Therefore, the successful phase-to-altitude conversion requires the accuracy of the orbital parameters and the basic requirements of the iterative path interferometry system. The requirements must be: first, stable atmospheric conditions and topographic backscattering, and second, the same InSAR geometrical characteristics of the two satellite orbits in the measurement of the same target point.

Phase to altitude conversion is a very important step in the DEM generation process. Therefore, the relationship between phase and altitude must be accurately calculated. Several simplified theoretical models based on InSAR geometric characteristics have been developed to establish the relationship between topographical elevation and InSAR parameters. These models provide a one-dimensional and somewhat accurate problem solution, but they do not provide accurate results because they are simplified by assuming the model itself. Indeed, in the conventional model, the main factor affecting the path difference is caused by the displacement of the direct distance from the radar to the target point rather than by the terrain. Accordingly, the present invention provides an accurate and general SAR interferometric approximation that extracts topographical elevations based on SAR geometric characteristics. In addition, the present invention is to provide a general solution that can obtain a precise path difference, that is, accurate topographical altitude from SAR characteristics by interferometry.

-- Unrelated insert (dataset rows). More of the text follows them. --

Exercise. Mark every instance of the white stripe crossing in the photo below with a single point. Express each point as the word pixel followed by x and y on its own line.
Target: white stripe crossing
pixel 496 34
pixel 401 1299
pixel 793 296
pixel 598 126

Interferometry SAR technology combines two complex images to provide a complex interferogram and a coherence map using the SAR interference plot. Before generating the interference picture, two SAR images are coregistered with sub-pixel accuracy and resampled, and then the interference image is generated by multiplying the complex conjugate of the second image by the first image and generating a corresponding normalized image. The correlation gives the coherence image. The phase difference between the two images (modulo 2π) is measured from the interference plot to find the path difference δD which has a direct relationship.

(One)

Is the radar signal wavelength. The topographic altitude is obtained from the phase difference equation (1), which is influenced by orbital parameters, in particular by the interference baseline. The process of converting the phase difference to the surface altitude depends on the InSAR system.

1 is a schematic view of generation of a DEM using InSAR geometric characteristics by a single pass aircraft.

That is, it is equipped with two antennas, one of which is used as both a transmitter and a receiver, and the other is used as a bistatic receiver (a receiver in a radar system with a distance between transmitting and receiving). Pass) Schematic diagram of generating DEM using InSAR geometric characteristics by aircraft.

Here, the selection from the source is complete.